A sessão conjunta, convocada pelo presidente do Senado, Davi Alcolumbre (União Brasil-AP), responsável por agendar encontros do Congresso para análise de vetos presidenciais, ocorreu após articulação iniciada na Marcha dos Prefeitos em Brasília, evento que reúne gestores municipais em busca de liberação de verbas e convênios junto a deputados, senadores e membros do governo.
Na abertura do evento, Alcolumbre comunicou a organização da sessão para permitir que os municípios retomassem o acesso a recursos federais, medida que impactaria cerca de 3.100 cidades, segundo ele.
Um dos dispositivos restabelecidos foi o artigo 95 da LDO, que estabelece que a doação de bens, valores ou benefícios pela administração pública ao donatário não configura infração às regras eleitorais, flexibilizando assim os repasses em ano eleitoral.
O veto anterior justificava que a proposta feria a Lei das Eleições, infringindo o escopo da LDO, e citava a legislação eleitoral que proíbe, nos três meses anteriores à eleição, transferências da União a estados e municípios, exceto para obrigações preexistentes, obras em andamento ou situações de emergência e calamidade pública.
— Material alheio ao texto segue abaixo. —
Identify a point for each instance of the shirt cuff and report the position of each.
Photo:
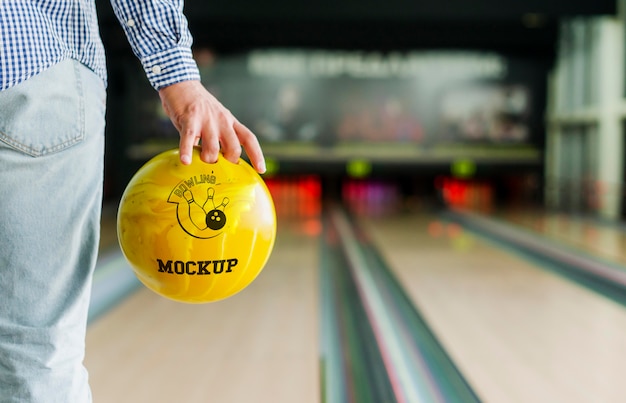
(170, 66)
O líder do Psol na Câmara, deputado Tarcísio Motta (SP), manifestou-se contrário à reversão, alegando que a retomada do dispositivo poderia estimular a compra de votos, classificando-a como antirepublicana.
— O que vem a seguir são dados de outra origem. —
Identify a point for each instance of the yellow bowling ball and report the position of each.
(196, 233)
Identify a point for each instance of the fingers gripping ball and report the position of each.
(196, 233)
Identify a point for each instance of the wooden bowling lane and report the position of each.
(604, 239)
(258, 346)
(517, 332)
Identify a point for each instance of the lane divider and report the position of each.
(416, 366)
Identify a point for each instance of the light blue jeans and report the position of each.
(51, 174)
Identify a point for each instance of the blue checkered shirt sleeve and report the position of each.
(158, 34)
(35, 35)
Por outro lado, defensores do restabelecimento argumentaram que a restrição aos repasses poderia prejudicar investimentos em municípios, especialmente os de menor porte.
Além disso, os parlamentares restabeleceram trecho da LDO que isenta municípios com até 65 mil habitantes da exigência de regularidade fiscal para receber transferências voluntárias da União, firmar convênios e obter recursos, incluindo emendas parlamentares. Tal dispositivo havia sido vetado sob argumento de que contrariava a Lei de Responsabilidade Fiscal e violava normas constitucionais relacionadas à seguridade social.
No total, o presidente Lula vetou 44 dispositivos da LDO, mas o Congresso derrubou apenas quatro vetos, incluindo exceções para destinação de recursos a rodovias estaduais, municipais e hidrovias voltadas à integração dos modais de transporte ou ao escoamento produtivo.
Durante a Marcha dos Prefeitos, o presidente da Câmara, Hugo Motta (Republicanos-PB), defendeu as emendas parlamentares e criticou tentativas de criminalização desses instrumentos, ressaltando que eles aproximam o orçamento federal das necessidades dos municípios e comunidades, facilitando investimentos em saúde, educação e infraestrutura.
Antes da análise dos vetos, a sessão conjunta também foi marcada pela pressão de deputados e senadores para a instalação da CPMI do caso Master. Parlamentares da oposição e aliados do governo cobraram publicamente o presidente do Senado, Davi Alcolumbre, pela abertura da comissão parlamentar.
Entre os que se pronunciaram estavam Pedro Uczai, Luiz Lima e Kim Kataguiri. O senador e presidenciável Flávio Bolsonaro (PL-RJ) também subiu à tribuna para pressionar a abertura da CPMI, desafiando o banqueiro Daniel Vorcaro e outros a esclarecem suas relações com autoridades dos Três Poderes.
Alcolumbre negou os pedidos, reafirmando que a sessão foi convocada exclusivamente para debate dos vetos presidenciais.